MTN is due to report its full numbers for 2018 on Thursday.
Vestact CEO Paul Theron said in a note to clients on Wednesday that Iran’s economic woes presented another risk to MTN.
The mobile giant has 44.6 million subscribers in that market via its 49%-held venture, MTN Irancell.
That business contributed R7bn in revenue for MTN in the first half of 2018, though the group is struggling to repatriate funds because of US sanctions.
“The country’s economy is falling apart, as its oil exports sink and its currency collapses, both largely in response to US sanctions,” Theron said.
“In an effort to offset the economy’s weakness, Iranian President Hassan Rouhani has pushed forward a budget that will run a deficit of about 10% of GDP or 60% of the state’s general budget,” Theron said. “That seems very risky.” MTN has also been accused of paying bribes to SA and Iranian officials to secure its licence there in 2005.
MTN denies any wrongdoing, saying it has been cleared by an independent jurist.
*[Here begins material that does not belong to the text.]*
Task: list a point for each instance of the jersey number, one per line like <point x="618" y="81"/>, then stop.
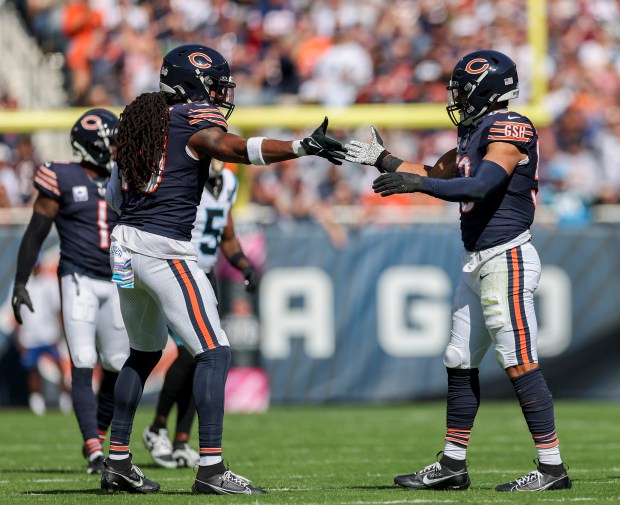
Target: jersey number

“Along with its problems in Nigeria, these concerns have weighed heavily on the MTN share price,” Theron said.
“It’s trading below R80 per share, which is most disheartening. For now, we wait.”
MTN’s shares crashed in the second half of 2018 when it was slapped with a $2bn (R28.4bn) tax claim from Nigeria’s attorney-general, and a demand from its central bank that it return $8.1bn (R114bn) worth of dividends.
MTN reached a settlement with Nigeria’s central bank in late December, with the $8.1bn claim being reduced to $53m (R752m), though the tax matter is unresolved.